Nationaltrainer Roberto Martinez lässt keine Diskussionen aufkommen. "Cristiano ist ein sehr wichtiger Spieler und ein sehr wichtiger Kapitän für uns. Er spielt nach wie vor auf einem Top-Level, und er ist sehr wichtig für unsere jungen Spieler dank seiner Erfahrung. Er hilft ihnen ständig weiter."

Ronaldo verteidigt fußballerisches Niveau in Saudi-Arabien

Ronaldo spielt nicht mehr in einer europäischen Top-Liga, sondern wechselte im Januar 2023 nach Saudi-Arabien zu Al-Nassr. Dort ist er weiterhin sehr effektiv. In 64 Pflichtspielen gelangen ihm 58 Tore und 15 Vorlagen. Doch was für eine Aussagekraft hat das? Ronaldo verteidigt das Niveau der saudischen Liga: "Die Saudi League ist nicht schlechter als die (französische) Ligue 1. Die saudische Liga ist sogar konkurrenzfähiger als die Ligue 1."

Für den Nationaltrainer spielt die Ligazugehörigkeit von Ronaldo keine entscheidende Rolle: "Es hat jeden überrascht, als Cristiano vor einem Jahr für sich entschied, nach Saudi-Arabien zu gehen, ein neues, großes Projekt anzunehmen.
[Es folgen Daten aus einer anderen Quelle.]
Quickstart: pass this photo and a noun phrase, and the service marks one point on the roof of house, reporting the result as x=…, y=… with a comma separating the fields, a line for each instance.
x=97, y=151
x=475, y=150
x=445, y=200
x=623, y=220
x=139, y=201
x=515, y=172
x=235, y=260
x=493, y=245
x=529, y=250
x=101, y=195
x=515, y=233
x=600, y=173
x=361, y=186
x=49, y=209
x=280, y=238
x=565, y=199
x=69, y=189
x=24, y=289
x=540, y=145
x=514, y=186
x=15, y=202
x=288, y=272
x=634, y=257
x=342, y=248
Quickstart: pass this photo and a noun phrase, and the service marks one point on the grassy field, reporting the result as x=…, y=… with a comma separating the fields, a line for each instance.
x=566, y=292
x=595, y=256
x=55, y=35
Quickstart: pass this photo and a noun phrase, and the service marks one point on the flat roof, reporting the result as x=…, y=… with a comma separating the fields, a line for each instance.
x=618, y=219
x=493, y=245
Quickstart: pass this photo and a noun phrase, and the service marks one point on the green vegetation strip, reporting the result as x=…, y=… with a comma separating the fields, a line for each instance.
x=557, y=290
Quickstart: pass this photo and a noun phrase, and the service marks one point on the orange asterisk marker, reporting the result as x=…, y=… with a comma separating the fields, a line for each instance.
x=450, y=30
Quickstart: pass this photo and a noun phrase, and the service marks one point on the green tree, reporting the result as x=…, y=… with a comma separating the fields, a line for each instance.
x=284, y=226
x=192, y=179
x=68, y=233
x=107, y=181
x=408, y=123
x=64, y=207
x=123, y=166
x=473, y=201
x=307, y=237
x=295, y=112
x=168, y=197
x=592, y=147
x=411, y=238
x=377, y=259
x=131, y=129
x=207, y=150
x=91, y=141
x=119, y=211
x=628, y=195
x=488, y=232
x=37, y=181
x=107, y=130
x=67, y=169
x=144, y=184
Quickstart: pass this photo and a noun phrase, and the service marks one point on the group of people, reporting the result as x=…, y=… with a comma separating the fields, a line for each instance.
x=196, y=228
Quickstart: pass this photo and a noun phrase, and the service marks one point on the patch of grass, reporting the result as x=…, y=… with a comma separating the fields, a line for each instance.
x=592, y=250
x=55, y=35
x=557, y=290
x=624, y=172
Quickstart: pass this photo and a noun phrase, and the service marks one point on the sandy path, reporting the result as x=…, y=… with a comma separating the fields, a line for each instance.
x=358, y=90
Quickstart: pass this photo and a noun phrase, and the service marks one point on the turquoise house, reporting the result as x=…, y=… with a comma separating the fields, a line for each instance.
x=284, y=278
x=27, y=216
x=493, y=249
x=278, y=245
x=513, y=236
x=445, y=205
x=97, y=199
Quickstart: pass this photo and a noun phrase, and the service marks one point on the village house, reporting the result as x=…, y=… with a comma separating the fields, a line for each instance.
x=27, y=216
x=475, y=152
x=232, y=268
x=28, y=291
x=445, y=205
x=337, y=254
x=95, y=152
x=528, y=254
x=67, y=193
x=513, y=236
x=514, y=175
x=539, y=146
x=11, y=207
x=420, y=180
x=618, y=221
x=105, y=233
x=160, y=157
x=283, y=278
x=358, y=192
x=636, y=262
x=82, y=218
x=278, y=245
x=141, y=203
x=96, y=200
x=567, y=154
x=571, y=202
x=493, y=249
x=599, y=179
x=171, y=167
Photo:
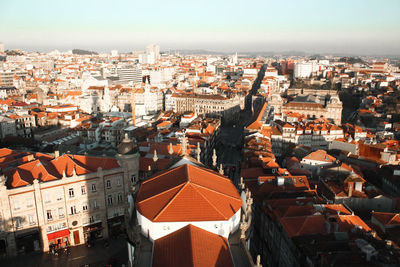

Für mich ist jedoch die Leistung entscheidend. Und die ist gut von ihm. Er ist weiterhin einer der Top-Scorer im Welt-Fußball."

Matthäus: "Portugal ist nicht mehr abhängig von Ronaldo"

Ronaldo ist mit 14 Treffern der beste EM-Torschütze aller Zeiten, hat mit 25 Einsätzen die meisten EM-Spiele absolviert und die meisten Einsatzminuten (2153). Und doch stellt sich die Frage, ob Ronaldo die Mannschaft wirklich noch besser macht.

"Er schießt nach wie vor viele Tore, auch wenn seine ganz große Zeit vorbei ist", sagte Lothar Matthäus in einem auf Youtube veröffentlichten Interview von der DVAG. "Ronaldo ist nach wie vor das Gesicht der portugiesischen Nationalmannschaft. Aber die portugiesische Nationalmannschaft ist nicht mehr abhängig von Ronaldo. Sie haben sehr viele gute Spieler, auch in der Breite gesehen."

Zehn Tore in der EM-Qualifikation

Einerseits schoss Ronaldo in der EM-Qualifikation zehn Tore und belegte somit in der Torschützenliste Rang 2 hinter dem Belgier Romelu Lukaku (14 Tore). Andererseits hat Portugal in einigen Spielen bewiesen, ohne Ronaldo bestens zurechtzukommen. Das 5:2 im März gegen Schweden oder das 4:2 im Juni gegen Finnland waren Beispiele dafür. Auch der höchste Sieg in der EM-Quali, das 9:0 gegen Luxemburg, gelang ohne den damals gelbgesperrten Ronaldo.

Kritische Stimmen bemängeln, dass das Spiel von Portugal mit Ronaldo ausrechenbarer ist. Er ist längst nicht mehr so explosiv wie in früheren Jahren, fordert aber dennoch trotz besser positionierter Mitspieler vielfach die Bälle. Zudem würde er defensiv kaum mitarbeiten und die Mitspieler somit im Stich lassen.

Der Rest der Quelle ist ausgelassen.